The Kurds, who want to extend an autonomous region in the north, dominate the region and have encouraged those who fled under Saddam Hussein to return home.

In Kirkuk, newly returned Kurds trying to reclaim land clashed with Iraqi police. Two National Guards were hurt, police said.

In the capital, insurgents targeted police.

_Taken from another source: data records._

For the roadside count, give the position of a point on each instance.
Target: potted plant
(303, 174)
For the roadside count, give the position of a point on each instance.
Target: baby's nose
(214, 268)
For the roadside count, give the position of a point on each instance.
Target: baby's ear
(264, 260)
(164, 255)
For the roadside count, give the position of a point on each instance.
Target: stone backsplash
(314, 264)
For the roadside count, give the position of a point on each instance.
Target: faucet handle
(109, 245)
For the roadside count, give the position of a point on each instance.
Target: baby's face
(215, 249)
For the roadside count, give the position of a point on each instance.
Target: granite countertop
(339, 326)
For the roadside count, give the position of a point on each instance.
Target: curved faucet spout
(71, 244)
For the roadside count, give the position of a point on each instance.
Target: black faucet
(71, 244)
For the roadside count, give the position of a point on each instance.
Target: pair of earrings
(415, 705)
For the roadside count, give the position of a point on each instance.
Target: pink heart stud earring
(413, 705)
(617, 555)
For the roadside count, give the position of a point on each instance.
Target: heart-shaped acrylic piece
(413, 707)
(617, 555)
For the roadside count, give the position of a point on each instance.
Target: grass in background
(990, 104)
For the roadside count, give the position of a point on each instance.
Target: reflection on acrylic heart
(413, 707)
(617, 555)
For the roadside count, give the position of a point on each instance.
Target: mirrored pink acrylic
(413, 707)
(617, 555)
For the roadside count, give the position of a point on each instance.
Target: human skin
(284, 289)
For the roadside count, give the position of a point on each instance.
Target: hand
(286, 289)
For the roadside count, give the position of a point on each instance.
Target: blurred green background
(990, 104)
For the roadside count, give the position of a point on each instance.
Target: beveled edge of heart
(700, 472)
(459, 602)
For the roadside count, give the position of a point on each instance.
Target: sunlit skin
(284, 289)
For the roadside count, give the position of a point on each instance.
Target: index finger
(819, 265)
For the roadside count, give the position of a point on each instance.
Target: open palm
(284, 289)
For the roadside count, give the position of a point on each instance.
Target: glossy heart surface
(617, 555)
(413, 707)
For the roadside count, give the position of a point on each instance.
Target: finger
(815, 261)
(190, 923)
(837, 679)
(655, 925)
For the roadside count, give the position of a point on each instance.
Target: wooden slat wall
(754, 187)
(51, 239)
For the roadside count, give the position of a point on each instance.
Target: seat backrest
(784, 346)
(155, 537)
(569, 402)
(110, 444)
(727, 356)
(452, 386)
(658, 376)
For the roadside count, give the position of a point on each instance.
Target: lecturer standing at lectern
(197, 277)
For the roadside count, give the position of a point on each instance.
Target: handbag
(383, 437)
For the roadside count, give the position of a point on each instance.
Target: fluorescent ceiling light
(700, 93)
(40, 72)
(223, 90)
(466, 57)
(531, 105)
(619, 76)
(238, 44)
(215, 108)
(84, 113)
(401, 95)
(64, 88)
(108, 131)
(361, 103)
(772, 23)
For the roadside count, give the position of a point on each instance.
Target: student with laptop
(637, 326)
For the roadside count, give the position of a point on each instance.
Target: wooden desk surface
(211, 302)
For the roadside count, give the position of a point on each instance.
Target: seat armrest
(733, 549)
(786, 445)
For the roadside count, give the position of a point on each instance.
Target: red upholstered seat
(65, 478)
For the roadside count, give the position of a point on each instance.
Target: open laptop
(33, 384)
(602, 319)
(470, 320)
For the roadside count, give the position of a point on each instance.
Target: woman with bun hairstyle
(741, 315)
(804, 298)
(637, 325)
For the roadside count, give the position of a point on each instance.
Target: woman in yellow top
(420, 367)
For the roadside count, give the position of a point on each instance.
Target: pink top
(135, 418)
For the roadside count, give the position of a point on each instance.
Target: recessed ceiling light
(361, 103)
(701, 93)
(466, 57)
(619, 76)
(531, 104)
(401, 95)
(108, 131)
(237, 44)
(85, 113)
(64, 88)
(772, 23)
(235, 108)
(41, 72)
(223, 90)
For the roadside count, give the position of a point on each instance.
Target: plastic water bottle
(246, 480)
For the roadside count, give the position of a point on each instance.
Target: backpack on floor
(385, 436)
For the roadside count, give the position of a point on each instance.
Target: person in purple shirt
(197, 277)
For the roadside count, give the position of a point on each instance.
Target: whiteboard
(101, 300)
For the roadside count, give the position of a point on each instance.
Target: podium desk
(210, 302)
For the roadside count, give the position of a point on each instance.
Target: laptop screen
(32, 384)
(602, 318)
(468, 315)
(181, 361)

Lt-Col Ahmed Obeis, travelling to work at Salhiya police station in central Baghdad, was shot dead along with two other policemen while one guerrilla filmed the attack.

"An al-Qaeda team set up a checkpoint in the Ilam district and lay in wait for an officer in the interior ministry intelligence branch who used to investigate and harm mujahideen," al-Qaeda in Iraq said in a statement posted on the internet.

"When he pulled out his identity papers the mujahideen riddled him with bullets, killing him."

In south-eastern Baghdad, another policeman, Iyad Abed, was shot dead by gunmen on his way to work.

In the town of Rutba, on the highway to Jordan in western Iraq, the bodies of four Iraqi soldiers were found, hospital sources said, adding that the men had been shot about five days ago.

Guerrillas target those working for the interim government, US forces or construction companies helping to rebuild Iraq. They have often impersonated police to carry out attacks.